Declaring Independence: The Difficult Decision That Created America
Overview
Today, it is easy to take America’s independence for granted, but the decision to separate from Great Britain was anything but easy and inevitable. To celebrate the nation’s 245th birthday this July 4th week, join Professor Denver Brunsman of George Washington University as he shares the latest insights from the academy on the American decision for independence. Scholars currently emphasize the British identity of the American colonists, which made declaring independence an anguished and slow process. Without the spread of war between the British army and American colonists–and some perfectly timed “common sense” from Thomas Paine– we just might be celebrating the “near miss” of 1776, rather than the birth of the United States.
Discussion Questions:
1. In recent years, scholars have emphasized various events and contingent causes of American independence–especially the early war with Britain–more than more ideological causes (like liberty and freedom).

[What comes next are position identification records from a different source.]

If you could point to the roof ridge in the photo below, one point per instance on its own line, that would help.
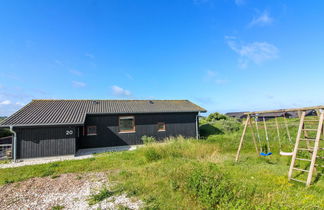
(110, 100)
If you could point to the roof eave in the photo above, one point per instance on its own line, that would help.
(38, 125)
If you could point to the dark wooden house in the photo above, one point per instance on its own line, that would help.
(237, 115)
(60, 127)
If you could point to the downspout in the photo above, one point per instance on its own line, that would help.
(14, 142)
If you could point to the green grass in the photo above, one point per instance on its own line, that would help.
(191, 174)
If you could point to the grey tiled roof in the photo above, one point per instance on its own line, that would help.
(58, 112)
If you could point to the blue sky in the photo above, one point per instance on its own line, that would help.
(224, 55)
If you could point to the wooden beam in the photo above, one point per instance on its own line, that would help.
(253, 137)
(318, 136)
(242, 138)
(286, 110)
(293, 159)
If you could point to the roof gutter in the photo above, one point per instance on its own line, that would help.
(14, 143)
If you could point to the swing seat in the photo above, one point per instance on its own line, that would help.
(286, 153)
(265, 154)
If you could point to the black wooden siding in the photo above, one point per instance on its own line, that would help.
(45, 141)
(146, 124)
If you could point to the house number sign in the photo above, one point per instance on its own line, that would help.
(69, 132)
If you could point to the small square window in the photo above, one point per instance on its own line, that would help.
(161, 126)
(126, 124)
(91, 130)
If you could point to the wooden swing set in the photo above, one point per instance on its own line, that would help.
(313, 137)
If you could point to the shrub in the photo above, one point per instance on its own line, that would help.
(148, 139)
(216, 116)
(231, 125)
(210, 187)
(57, 207)
(4, 132)
(209, 129)
(151, 154)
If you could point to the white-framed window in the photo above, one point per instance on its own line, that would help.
(91, 130)
(161, 126)
(127, 124)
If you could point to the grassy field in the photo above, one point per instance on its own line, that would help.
(191, 174)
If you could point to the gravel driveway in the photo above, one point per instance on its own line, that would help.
(70, 191)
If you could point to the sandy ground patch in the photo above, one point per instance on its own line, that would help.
(70, 191)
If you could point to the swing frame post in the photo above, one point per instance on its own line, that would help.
(253, 137)
(242, 138)
(301, 124)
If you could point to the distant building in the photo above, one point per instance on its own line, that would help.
(237, 115)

In what ways does this change how we view and understand the American Revolution?
2. According to the current literature on the American Revolution, the American colonists were becoming more culturally British in the generations before the Revolution (an idea known as Anglicization). This idea seems counterintuitive in light of American independence. How can the British identity of the colonists help to explain why they resisted the policies of the British government in the 1760s and 1770s, until they ultimately declared independence?

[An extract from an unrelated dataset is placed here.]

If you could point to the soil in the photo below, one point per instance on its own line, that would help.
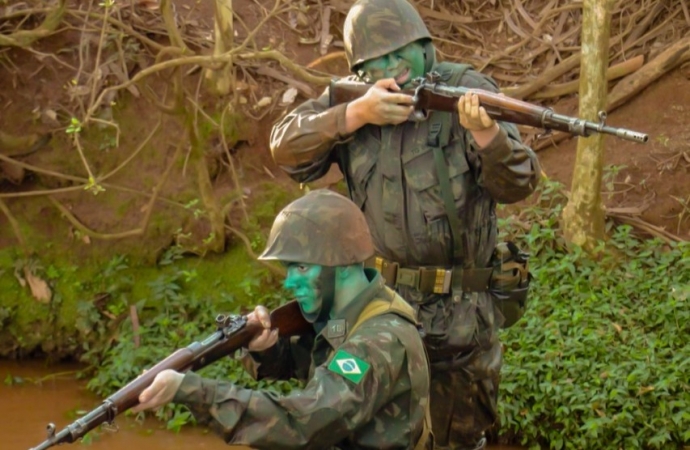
(650, 180)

3. On July 2, 1776, the Second Continental Congress approved Richard Henry Lee’s motion for American independence. Why, then, did the Congress feel it was necessary to have a Declaration of Independence? What were the domestic and international purposes of the Declaration?
4. In his original draft of the Declaration of Independence, Thomas Jefferson included a grievance that blamed King George III and the British Empire for the Atlantic Slave Trade and the institution of slavery. The Second Continental Congress removed the grievance in the final version of the Declaration. Would American history have turned out any different if the grievance about slavery had been left in the Declaration? If so, how?